California State University, Northridge assistant professor of psychology Alyssa Arentoft, is spending the next three years examining health risk behavior and neurocognitive functioning in those who have the human immunodeficiency virus.
At the end of that time, she is hoping her findings will provide insight into how to predict risky behavior in those who are HIV positive, as well as add to the body of research on how to improve the lives of those living with the disease.
“HIV was only discovered in the 1980s,” Arentoft said, “and much of the early research, until the late 1990s, early 2000s, concentrated on how to keep people alive. Since effective, antiretroviral treatment has been developed, people are now able to live long-term with HIV. Research has now shifted to looking at the long-term impact on the lives of those who have HIV. We now have a chance to ask questions that we couldn’t ask before.”
In an effort to find answers to those questions, Arentoft has received a $435,000 three-year grant from the National Institute of Health (NIH) Support of Competitive Research Program. The grant supports her research on health risk behavior and neurocognitive functioning in those living with the HIV virus.
Over the next three years, Arentoft and her students will be conducting a pilot study assessing the health of adults with HIV. Volunteer subjects will undergo a five-hour study visit, including a comprehensive neuropsychological evaluation that will, among other things, assess their attention span, concentration abilities, learning and memory, as well as processes called “executive functions.”
“Human behavior is complex. In order to understand it and to predict it, we need to examine each of the components involved,” she said. “In our case, we are focusing on neurocognitive functioning.”
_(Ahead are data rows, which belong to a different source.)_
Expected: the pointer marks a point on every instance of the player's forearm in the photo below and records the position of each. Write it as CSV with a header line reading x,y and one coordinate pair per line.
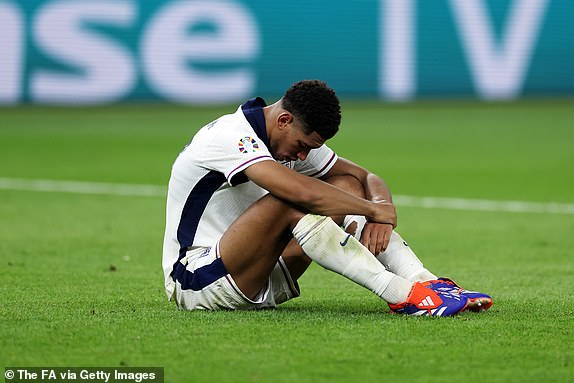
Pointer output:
x,y
376,189
324,199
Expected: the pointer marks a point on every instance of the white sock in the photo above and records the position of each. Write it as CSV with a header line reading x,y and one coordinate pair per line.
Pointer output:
x,y
328,245
398,258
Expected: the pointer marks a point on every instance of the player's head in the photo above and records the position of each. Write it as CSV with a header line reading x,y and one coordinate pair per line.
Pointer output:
x,y
315,105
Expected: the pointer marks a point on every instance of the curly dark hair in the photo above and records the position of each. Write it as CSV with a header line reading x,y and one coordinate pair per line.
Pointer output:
x,y
316,105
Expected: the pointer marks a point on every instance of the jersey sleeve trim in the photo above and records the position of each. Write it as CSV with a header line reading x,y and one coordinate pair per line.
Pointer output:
x,y
245,165
326,167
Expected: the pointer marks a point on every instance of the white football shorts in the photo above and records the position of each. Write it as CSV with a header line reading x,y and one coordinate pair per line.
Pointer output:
x,y
206,285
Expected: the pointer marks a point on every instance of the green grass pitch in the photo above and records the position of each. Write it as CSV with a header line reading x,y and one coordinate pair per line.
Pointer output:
x,y
81,281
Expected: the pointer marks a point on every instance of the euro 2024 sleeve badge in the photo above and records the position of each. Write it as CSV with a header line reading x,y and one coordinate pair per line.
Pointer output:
x,y
248,145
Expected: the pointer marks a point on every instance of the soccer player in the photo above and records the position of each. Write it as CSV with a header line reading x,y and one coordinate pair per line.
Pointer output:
x,y
257,195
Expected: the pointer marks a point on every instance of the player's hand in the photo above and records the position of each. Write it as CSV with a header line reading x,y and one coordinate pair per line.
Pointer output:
x,y
385,212
376,236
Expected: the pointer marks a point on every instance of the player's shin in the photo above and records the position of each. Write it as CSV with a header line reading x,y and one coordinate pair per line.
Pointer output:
x,y
398,256
328,245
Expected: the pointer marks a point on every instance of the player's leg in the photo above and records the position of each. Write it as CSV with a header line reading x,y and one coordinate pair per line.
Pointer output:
x,y
252,245
398,258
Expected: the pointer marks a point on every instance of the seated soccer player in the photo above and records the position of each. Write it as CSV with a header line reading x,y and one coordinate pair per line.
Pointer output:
x,y
257,195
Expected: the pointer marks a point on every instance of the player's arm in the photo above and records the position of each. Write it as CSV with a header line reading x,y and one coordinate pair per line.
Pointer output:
x,y
375,236
315,195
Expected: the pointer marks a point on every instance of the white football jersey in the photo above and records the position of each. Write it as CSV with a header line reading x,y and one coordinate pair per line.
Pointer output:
x,y
207,189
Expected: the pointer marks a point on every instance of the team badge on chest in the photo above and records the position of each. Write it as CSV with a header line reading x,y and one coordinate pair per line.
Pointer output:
x,y
248,145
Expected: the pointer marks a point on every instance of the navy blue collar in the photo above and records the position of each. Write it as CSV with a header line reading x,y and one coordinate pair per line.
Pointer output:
x,y
253,111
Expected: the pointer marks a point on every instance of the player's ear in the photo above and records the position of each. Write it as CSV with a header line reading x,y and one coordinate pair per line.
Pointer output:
x,y
284,119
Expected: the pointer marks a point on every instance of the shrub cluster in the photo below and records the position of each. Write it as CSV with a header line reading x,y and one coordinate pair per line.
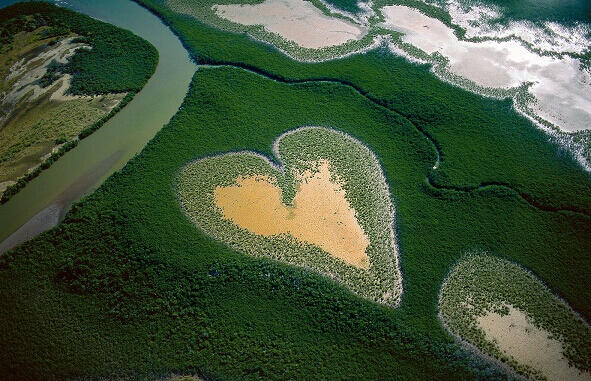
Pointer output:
x,y
482,283
298,150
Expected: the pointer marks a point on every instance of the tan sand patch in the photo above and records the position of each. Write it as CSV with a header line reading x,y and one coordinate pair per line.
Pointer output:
x,y
320,215
529,345
294,20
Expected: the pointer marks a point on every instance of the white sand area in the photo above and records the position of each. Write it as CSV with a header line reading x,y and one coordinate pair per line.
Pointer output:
x,y
561,87
294,20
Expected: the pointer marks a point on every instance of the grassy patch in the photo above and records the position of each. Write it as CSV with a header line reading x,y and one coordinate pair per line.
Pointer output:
x,y
481,283
298,151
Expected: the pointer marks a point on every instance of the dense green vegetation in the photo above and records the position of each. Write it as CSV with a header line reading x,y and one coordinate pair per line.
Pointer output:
x,y
128,285
480,283
502,145
119,61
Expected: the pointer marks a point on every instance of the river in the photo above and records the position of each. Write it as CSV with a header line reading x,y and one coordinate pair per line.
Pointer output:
x,y
43,203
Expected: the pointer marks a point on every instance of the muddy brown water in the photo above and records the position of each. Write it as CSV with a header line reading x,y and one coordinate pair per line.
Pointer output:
x,y
46,199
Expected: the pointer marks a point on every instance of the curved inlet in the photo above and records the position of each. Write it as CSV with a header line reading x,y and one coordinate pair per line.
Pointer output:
x,y
46,199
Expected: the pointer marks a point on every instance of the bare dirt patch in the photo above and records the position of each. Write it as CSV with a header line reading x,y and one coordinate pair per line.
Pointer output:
x,y
294,20
516,336
320,215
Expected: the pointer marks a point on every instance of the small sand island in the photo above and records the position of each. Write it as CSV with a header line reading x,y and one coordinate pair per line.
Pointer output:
x,y
507,313
560,87
320,215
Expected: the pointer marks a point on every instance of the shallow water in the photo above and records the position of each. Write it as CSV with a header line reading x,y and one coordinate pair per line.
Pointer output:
x,y
294,20
320,215
561,88
83,169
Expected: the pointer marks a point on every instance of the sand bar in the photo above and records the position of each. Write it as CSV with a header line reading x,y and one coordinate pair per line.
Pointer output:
x,y
561,87
517,337
294,20
320,215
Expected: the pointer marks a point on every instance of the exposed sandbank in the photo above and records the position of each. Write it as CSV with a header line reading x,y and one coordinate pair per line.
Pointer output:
x,y
320,215
517,337
561,87
294,20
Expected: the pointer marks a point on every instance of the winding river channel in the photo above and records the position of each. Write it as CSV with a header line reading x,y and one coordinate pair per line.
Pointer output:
x,y
43,202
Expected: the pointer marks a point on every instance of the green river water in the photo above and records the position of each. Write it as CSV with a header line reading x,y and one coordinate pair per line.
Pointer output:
x,y
45,200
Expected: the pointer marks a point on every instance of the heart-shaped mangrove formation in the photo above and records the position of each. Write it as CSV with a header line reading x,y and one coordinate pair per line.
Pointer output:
x,y
326,208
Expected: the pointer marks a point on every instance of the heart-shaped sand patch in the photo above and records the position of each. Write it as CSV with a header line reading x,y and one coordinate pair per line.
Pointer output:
x,y
326,208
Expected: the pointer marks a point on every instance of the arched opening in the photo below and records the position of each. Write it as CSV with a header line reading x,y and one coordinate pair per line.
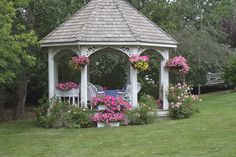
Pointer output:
x,y
65,73
150,79
108,68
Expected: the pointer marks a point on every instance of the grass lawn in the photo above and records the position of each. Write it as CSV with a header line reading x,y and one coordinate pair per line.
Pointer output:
x,y
211,133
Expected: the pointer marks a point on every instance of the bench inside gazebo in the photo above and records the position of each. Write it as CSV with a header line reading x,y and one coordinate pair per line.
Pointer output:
x,y
112,24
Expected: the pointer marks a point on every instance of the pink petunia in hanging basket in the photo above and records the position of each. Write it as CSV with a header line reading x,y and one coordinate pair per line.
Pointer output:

Arentoft said she hopes the information she and her students gather will contribute to a foundation of data on factors that lead to different types of health risk behaviors, given the impact that these can have on public health and the health of those with the disease. Eventually, she said, this may help other researchers studying ways to improve the health of those with HIV and possibly decrease the disease’s transmission.
“HIV is still a highly stigmatized disease and there is still work to be done to understand how it affects those who are living with HIV and those who are at risk of contracting HIV,” Arentoft continued. “We, specifically, are trying to understand what happens in the brain and how this leads to engagement in health risk behavior. Ultimately, we hope that this information will help improve health outcomes among people with HIV as well as those who don’t have HIV.”